I've stumbled upon a neat little idea for movie fanatics such as I from Matt Zoller Seitz a renowned film essayist. He took the time to make up his desert island list of movies he would take with him. He did have some ground rules, it would include ten movies you couldn't live without followed by a season from a television show and a short film, making a total of 12. In my moments of reflection I've taken upon myself to construct such a list for myself since making lists are so much fun for movie fans such as myself. So in lieu of a Top Ten films of 2011 (Which I will post once I'm caught up with more films from last year) I give you 12 films I certainly can't live without.

Television Season
If it had to be one season from one television show I know I certainly couldn't live without "The Simpsons" for very long. I simply can't remember what television was like without "The Simpsons" so how could I imagine what a desert island would be like without them. Though there are many seasons to choose from, my preference would probably be season six. This was the season that ended with the cliffhanger of "Who Shot Mr. Burns", and it also had perhaps my favorite sentimental episode "And Maggie Makes Three" which features a sweet story of how Maggie said her first words.

Short Film Along with "The Simpsons" another animated institution I couldn't dare live without would be Bugs Bunny. He's simply a comic genius this side of Buster Keaton and Groucho Marx. Of the many Bugs Bunny short films I could choose from it would be "Rabbit Seasoning" featuring Bugs and his two greatest foils Daffy Duck and Elmer Fudd.

Now for the feature films, they are...

Tokyo Story In my mind there has never been a more perfect film than this one. If there is one film I would say shows what life is all about it would be this film. I've talked much about this film and its director Yasujiro Ozu at length throughout the years this blog has existed.

It's a Wonderful Life A tougher film than its reputation, it's dark, grim, but also uplifting and hopeful, a film for me that has taught me a series of life lessons I'm still learning today.

The Three Colours Trilogy
I'm cheating a little bit by adding this three-piece series as a whole movie, I can't live without them as individuals only as a whole. They are metaphysical masterpieces of movie making, philosophical in their motives and I'm fascinated by them. I can ponder these films forever on my desert island.

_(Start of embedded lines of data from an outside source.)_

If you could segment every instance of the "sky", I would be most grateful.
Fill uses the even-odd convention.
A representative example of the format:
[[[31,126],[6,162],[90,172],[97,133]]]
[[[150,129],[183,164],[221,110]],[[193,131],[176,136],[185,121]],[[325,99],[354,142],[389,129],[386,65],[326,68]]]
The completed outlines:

Horse Feathers Still my favorite comedy of all time. How can I spend the rest of my life on a desert island without The Marx Brothers? I ask you how? I can't and I won't which is why it will go with me.

The General While I'm at it, how can I exist without Buster Keaton, the most innovative, and compelling silent comedian known to man. So many to choose from, but "The General" was the first one of his films I ever saw, the first silent film, I declare you can't take a shot away from this film, it's perfect.

City Lights I've taken Keaton, I cannot banish Chaplin I'm sorry. To hell with those who choose one over the other, they are both geniuses sir, and both will be with me until my dying day.

The Shop Around the Corner The greatest romantic comedy known to man, it's witty with two people who deserve to fall in love with eachother, it's by Ernst Lubitsch and he is for sure one director who I can't be without.

Top Hat I need music and romance to get through my lonely days on the island and Fred Astaire and Ginger Rogers can take me out of any funk into their world of wonderful melodies, dance, and art deco. I choose this one over "Swing Time" because it has Edward Everett Horton one of the greatest character actors playing Astaire's best friend.

Casablanca This is for my cynical days where there is no hope to remind me that perhaps my life doesn't amount to a hill of beans in this crazy world but that's only because there are bigger things. Humphrey Bogart also proves that cynics can also be poets.

Jules and Jim Because it's like a dream, a memory, a life I may have lived long ago. It's a film that captures love, youth, and cinema perhaps better than any other film, because it's alive and in those dark days on the island I may have to be reminded of what feeling alive and in love is.

There are many others, I regret not picking a film with Cary Grant or Barbara Stanwyck, a Hitchcock, or a Kurosawa. No Billy Wilder or The Coen Brothers, to them and a hundred others I wish I could bring you all, the truth is I can't live without any of you, and I hope I never have to choose.